SOMMAIRE: Dans une interview accordée à l'hebdomadaire allemand "Der Spiegel" dont nous publions un extrait, le prix Nobel américain Milton Friedman affirme que toutes les tentatives prévoyant le recours à des lois pénales et à des mesures policières pour résoudre le problème de la drogue sont vouées à l'échec. "L'intervention de l'Etat, soutient Friedman, créé un marché de la drogue aux prix exorbitants et qui favorise la naissance de syndicats du crime.
(LE PARTI NOUVEAU - N. 7 - MAI 1992)
Question: "12 milliards de dollars sont dépensés chaque année pour la "guerre contre la drogue". Quand a commencé cette guerre?"
Réponse: "Elle a commencé avec Richard Nixon en 1969 et ce fut un échec. Reagan l'a reprise et ne réussit pas à la gagner. Bush, ensuite, déclara une "guerre totale" et nomma William Bennett, "tsar de la drogue": celui-ci se retira après avoir expliqué que les mesures qu'il avait introduites allaient apporter un succès complet. Ce ne fut pas le cas. Déjà en 1972, j'avais prévu l'échec du projet de Nixon de lutte anti-drogue et j'avais demandé la libéralisation de la drogue. Je suis pour l'abrogation du prohibitionnisme et je me bats afin que les drogues soient traitées tout comme l'alcool et la tabac."
Q.: "Dont la vente est légale?"
R.: "Avec certaines restrictions. L'alcool ne peut être acheté que par des personnes majeures et la vente en est limitée, dans certains Etats, aux seuls magasins gérés par l'Etat concerné. Il ne peut être vendu avant l'heure du service religieux."
Q.: "Qui doit produire les drogues?"
R.: "Ceux qui en sont le plus capables: les industries pharmaceutiques."
Q.: "Dans un marché où la drogue est légalisée, qui pourrait fournir les matières premières à l'industrie pharmaceutique?
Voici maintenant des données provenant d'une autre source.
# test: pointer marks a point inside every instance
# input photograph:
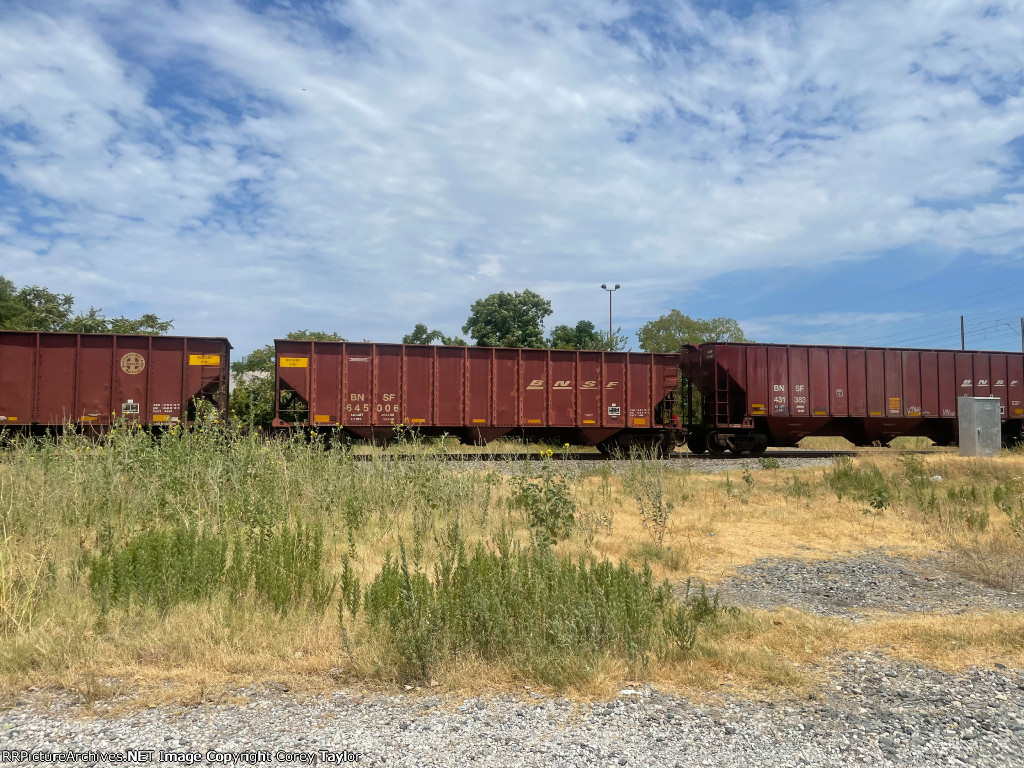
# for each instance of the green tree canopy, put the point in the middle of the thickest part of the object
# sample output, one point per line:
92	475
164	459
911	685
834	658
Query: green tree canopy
35	308
422	335
586	336
508	320
671	332
253	386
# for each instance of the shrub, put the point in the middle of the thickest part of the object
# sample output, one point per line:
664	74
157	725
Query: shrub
164	567
548	615
795	487
867	484
547	500
644	479
160	567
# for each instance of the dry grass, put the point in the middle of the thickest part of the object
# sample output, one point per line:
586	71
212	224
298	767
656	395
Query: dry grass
56	503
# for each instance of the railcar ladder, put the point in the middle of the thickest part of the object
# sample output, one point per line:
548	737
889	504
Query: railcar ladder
722	410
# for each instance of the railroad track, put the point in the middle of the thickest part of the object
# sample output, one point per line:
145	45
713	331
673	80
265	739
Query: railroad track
595	457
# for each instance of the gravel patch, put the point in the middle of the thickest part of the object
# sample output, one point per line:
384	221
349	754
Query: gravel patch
859	586
873	711
616	466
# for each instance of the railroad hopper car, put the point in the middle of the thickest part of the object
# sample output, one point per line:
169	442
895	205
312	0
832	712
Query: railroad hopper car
755	395
51	380
614	400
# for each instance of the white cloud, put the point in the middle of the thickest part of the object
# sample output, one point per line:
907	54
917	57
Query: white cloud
248	174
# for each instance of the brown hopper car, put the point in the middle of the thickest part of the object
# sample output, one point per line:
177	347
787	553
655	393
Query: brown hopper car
755	395
50	380
609	399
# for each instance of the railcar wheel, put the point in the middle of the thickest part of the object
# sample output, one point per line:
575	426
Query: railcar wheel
712	443
695	442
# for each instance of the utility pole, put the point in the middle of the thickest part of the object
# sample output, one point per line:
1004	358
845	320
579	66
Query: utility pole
611	291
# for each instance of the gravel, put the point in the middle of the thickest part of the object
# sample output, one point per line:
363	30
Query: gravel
861	586
617	466
873	711
870	710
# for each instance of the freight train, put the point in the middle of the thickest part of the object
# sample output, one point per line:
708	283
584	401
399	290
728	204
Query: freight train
741	397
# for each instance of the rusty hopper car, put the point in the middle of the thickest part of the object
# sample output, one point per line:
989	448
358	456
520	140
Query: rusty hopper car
755	395
51	380
611	399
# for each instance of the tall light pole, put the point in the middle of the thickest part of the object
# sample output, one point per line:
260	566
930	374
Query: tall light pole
610	291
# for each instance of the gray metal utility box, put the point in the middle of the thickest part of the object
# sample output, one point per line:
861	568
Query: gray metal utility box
980	426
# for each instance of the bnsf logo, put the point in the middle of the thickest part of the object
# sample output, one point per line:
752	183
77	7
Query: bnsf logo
567	384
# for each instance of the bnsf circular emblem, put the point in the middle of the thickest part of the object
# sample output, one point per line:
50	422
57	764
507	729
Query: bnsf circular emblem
132	364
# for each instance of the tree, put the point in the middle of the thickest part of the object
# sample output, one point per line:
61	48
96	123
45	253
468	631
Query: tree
586	336
254	386
36	308
33	308
508	320
673	331
421	335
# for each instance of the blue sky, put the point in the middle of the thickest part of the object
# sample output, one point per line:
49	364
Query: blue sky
824	172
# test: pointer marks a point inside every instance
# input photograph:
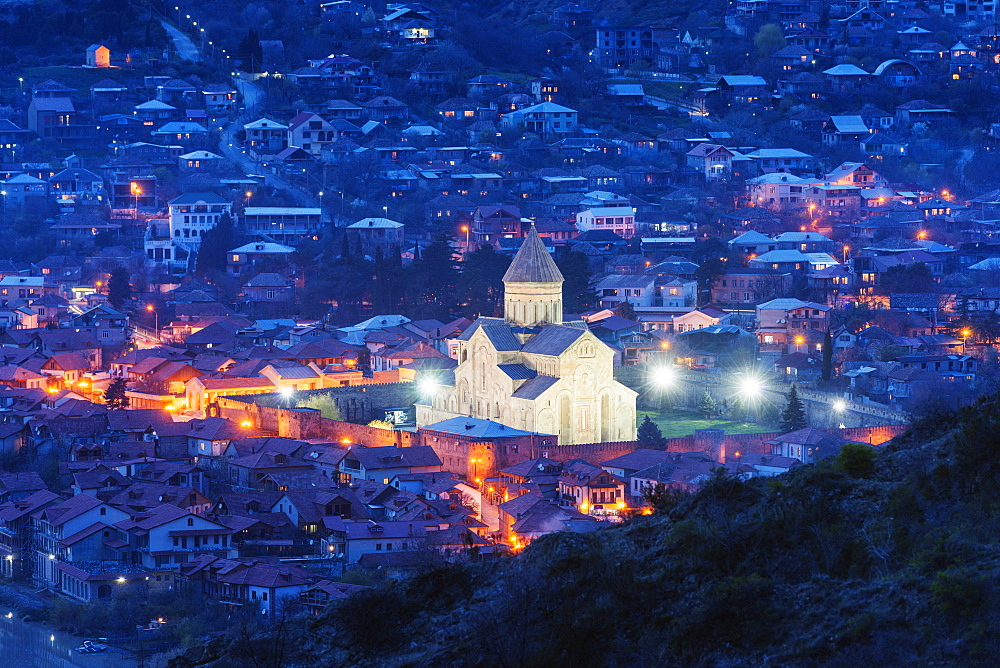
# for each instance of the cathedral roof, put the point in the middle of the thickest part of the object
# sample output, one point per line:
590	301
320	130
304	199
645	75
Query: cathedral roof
517	371
533	264
553	340
498	332
475	427
535	387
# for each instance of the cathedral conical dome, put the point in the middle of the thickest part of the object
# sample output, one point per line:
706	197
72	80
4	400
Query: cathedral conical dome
533	264
532	285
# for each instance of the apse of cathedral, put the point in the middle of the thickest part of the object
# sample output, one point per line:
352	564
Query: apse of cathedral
531	370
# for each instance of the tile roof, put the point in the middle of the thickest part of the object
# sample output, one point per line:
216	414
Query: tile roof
553	340
533	263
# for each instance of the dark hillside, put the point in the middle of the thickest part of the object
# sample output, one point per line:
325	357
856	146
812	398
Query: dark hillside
885	558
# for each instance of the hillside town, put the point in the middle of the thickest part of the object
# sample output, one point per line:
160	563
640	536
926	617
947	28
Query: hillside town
286	318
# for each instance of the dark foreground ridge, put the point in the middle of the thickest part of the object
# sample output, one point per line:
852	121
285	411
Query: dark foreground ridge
886	557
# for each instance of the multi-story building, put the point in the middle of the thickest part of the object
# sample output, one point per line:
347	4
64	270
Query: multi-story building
617	219
193	214
623	47
284	224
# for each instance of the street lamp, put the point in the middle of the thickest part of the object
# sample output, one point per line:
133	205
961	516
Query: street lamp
750	388
663	377
156	316
136	191
428	386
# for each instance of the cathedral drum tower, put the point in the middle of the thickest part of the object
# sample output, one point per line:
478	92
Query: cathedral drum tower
532	371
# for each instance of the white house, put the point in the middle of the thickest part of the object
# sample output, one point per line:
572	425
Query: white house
169	535
637	289
193	214
617	219
543	118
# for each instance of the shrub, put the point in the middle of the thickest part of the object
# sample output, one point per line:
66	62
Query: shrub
856	460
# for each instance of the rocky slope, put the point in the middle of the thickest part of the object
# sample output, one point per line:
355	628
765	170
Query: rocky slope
887	557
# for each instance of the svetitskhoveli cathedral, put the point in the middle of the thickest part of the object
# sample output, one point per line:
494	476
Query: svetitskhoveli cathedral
532	371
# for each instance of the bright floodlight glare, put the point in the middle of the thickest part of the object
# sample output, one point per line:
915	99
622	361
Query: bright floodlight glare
751	387
663	377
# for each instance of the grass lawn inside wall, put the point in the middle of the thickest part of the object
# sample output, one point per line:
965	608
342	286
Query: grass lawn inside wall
674	423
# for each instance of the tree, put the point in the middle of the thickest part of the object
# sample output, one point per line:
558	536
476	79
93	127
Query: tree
481	284
578	289
119	287
250	51
626	310
910	278
389	281
708	406
649	436
768	40
827	372
325	404
794	415
115	397
215	243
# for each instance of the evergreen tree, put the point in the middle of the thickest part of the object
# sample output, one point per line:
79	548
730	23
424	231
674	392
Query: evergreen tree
115	397
578	289
119	288
434	279
794	415
481	284
827	372
649	436
707	406
215	243
250	52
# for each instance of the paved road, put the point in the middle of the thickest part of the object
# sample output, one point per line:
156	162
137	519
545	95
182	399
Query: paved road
185	47
253	99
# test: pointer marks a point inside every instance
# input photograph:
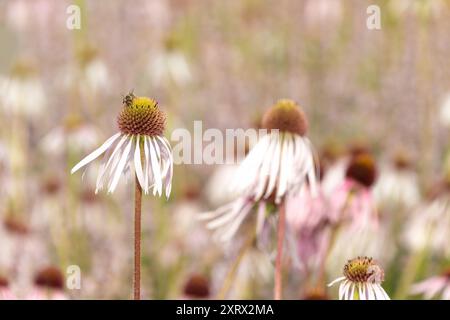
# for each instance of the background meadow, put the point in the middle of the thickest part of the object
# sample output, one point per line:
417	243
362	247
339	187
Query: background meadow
222	62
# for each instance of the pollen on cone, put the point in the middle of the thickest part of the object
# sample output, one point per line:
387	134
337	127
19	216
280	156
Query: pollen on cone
286	116
142	117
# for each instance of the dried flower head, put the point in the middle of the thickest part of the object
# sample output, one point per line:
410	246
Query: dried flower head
362	169
49	277
197	287
286	116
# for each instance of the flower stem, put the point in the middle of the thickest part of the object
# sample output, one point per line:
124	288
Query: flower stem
278	262
137	241
234	267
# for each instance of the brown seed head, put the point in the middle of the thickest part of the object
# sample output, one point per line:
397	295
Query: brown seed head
49	277
363	269
197	287
286	116
141	116
362	169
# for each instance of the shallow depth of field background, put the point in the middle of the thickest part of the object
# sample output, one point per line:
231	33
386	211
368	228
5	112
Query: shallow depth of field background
222	62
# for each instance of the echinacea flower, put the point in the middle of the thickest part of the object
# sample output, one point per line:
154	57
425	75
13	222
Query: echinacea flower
140	143
279	165
361	281
5	291
352	201
196	288
434	286
429	225
283	160
22	93
398	185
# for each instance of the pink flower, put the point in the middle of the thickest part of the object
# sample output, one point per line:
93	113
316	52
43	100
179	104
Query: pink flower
5	292
354	203
431	287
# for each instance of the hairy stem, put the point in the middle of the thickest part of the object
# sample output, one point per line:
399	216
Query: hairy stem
231	275
137	241
278	262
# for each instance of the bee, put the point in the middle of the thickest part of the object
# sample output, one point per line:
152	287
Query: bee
128	99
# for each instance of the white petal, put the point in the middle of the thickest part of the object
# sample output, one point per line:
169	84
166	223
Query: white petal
335	281
138	163
287	151
95	153
156	170
169	177
147	174
264	172
351	296
120	166
260	217
362	291
275	168
105	166
370	292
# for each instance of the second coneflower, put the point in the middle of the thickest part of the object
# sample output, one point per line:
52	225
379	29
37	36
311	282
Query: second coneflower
361	281
139	144
278	166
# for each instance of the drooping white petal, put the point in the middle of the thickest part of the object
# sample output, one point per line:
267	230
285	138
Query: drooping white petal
96	153
260	217
156	170
361	291
264	172
287	151
351	295
147	174
370	291
104	166
138	163
336	281
120	167
275	167
170	175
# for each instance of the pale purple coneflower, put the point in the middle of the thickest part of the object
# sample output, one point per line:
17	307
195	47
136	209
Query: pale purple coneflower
397	186
361	281
429	225
5	291
141	144
22	93
278	166
352	201
197	287
436	286
73	133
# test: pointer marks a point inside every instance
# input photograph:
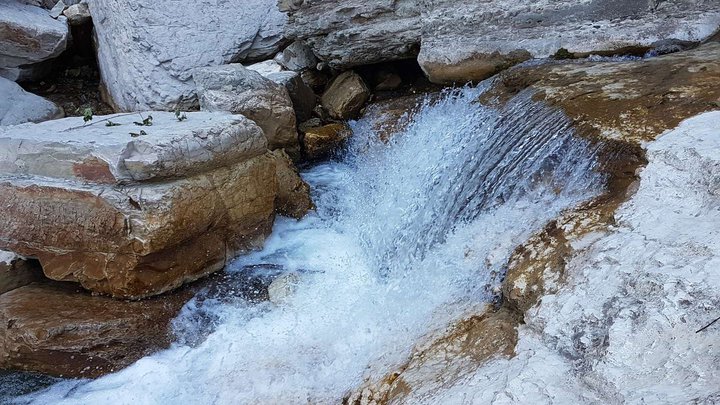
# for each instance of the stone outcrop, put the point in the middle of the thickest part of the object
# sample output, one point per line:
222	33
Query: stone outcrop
29	35
293	198
148	50
464	40
57	329
239	90
17	106
345	96
135	215
601	272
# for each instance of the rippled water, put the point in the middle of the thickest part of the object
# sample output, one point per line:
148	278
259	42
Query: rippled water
408	237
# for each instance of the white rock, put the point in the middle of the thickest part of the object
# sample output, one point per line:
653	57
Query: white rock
170	148
148	49
18	106
28	34
297	56
283	287
239	90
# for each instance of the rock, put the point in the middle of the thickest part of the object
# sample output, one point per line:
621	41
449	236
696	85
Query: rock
29	35
154	70
283	287
16	271
293	198
345	96
464	41
266	67
302	96
357	32
57	9
78	14
135	216
18	106
56	329
321	142
297	56
239	90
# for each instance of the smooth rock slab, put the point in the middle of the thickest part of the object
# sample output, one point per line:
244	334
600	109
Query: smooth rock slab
135	216
28	34
95	152
148	49
17	106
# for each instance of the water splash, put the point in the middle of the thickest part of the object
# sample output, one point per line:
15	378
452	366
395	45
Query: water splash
409	236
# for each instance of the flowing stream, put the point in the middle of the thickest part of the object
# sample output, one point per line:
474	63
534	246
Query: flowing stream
409	236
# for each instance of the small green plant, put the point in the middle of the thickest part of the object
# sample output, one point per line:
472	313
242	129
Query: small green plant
146	121
180	115
136	134
87	115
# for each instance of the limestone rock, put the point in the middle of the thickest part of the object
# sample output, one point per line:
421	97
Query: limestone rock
297	56
240	90
16	271
78	14
321	142
135	216
18	106
148	50
56	329
293	198
29	35
345	96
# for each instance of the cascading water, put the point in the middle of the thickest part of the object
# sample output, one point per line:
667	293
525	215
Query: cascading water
408	237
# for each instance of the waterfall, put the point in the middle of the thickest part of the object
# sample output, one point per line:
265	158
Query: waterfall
409	236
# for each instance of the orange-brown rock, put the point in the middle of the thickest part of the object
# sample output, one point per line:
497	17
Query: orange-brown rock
321	142
59	329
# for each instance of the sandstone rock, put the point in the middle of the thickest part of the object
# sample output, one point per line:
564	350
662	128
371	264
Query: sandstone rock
240	90
16	271
293	198
18	106
78	14
302	96
135	216
29	35
56	329
345	96
148	50
321	142
297	56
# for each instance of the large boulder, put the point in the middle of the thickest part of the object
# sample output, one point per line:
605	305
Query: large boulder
29	35
345	96
148	50
135	215
17	106
239	90
54	328
464	40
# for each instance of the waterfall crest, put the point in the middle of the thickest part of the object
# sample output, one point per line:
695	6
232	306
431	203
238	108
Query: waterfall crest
409	236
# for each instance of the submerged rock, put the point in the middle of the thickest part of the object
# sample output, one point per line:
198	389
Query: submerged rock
17	106
154	69
54	328
135	215
239	90
345	96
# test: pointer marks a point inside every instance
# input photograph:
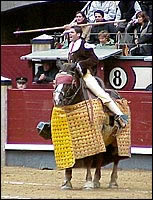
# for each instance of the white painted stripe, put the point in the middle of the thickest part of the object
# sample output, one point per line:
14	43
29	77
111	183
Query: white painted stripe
21	183
139	150
50	147
38	147
143	77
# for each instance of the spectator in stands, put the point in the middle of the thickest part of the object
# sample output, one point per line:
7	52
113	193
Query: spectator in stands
81	18
110	28
108	7
126	11
46	73
142	30
21	83
105	41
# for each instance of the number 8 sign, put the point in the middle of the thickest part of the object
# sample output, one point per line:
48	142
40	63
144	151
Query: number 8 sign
118	78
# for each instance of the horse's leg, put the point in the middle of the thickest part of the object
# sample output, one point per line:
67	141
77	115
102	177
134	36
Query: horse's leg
88	163
113	181
97	174
67	180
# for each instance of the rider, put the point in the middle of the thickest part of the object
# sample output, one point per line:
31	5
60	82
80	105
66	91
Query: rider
83	54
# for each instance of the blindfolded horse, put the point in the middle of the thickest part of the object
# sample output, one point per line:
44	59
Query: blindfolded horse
70	89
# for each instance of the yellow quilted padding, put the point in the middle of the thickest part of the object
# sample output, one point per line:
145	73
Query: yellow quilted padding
62	140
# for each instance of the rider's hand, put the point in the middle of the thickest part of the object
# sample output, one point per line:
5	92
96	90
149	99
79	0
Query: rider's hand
42	77
79	69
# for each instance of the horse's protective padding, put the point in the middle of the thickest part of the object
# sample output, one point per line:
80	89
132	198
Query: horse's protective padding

Des champs de pavots sont-ils imaginables au Kansas et des plantations de marijuana en Californie?"
R.: "Pourquoi pas? Par ailleurs, la culture de la marijuana continue d'exister malgré les destructions opérées par les brigades anti-drogue. La marijuana joue un rôle prépondérant dans la politique américaine en matière de drogue. La guerre a été déclarée contre l'herbe bien qu'il n'y ait pas un seul cas connu de mort par surdose de marijuana et que des dizaines d'études scientifiques classent cette drogue comme inoffensive. La marijuana devint alors plus coûteuse et le consommateur découvrit à l'improviste que la cocaïne, et plus récemment le crack, se vendaient à des prix intéressants. Le prohibitionnisme a donc poussé le consommateur d'une drogue inoffensive vers une autre, très dangereuse. La conséquence de la politique actuelle en matière de drogue est la ruine des grandes villes américaines. Chaque année, on dénombre 10.000 homicides supplémentaires dans le milieu de la drogue, les prisons sont surpeuplées et peu de temps reste pour la poursuite d'autres délits."
Q.: "Etant donné que "la guerre à la drogue" n'a obtenu aucun succès visible, peut-on supposer que des forces puissantes mettent en jeu leur argent et leur propre influence pour continuer à barrer tous ces succès?"
R.: "Ceux qui gagnent leur vie avec le trafic de drogue mettent tout en oeuvre pour assurer leur source de revenus. C'est là un comportement prévisible de personnes appartenant à une branche de l'industrie."
Q.: "Mais une légalisation frapperait aussi les autorités chargées de la poursuite de la lutte contre la drogue?"
R.: "Dans "la guerre contre la drogue", persécuteurs et persécutés ont dans un certain sens des intérêts communs. Le prohibitionnisme assure de bons gains aux persécutés, c'est-à-dire aux fournisseurs et aux vendeurs de drogue. Cela vaut également pour les persécuteurs car leur budget augmente sans cesse et leur salaire aussi. Une bonne réputation et la possibilité de faire carrière sont assurées."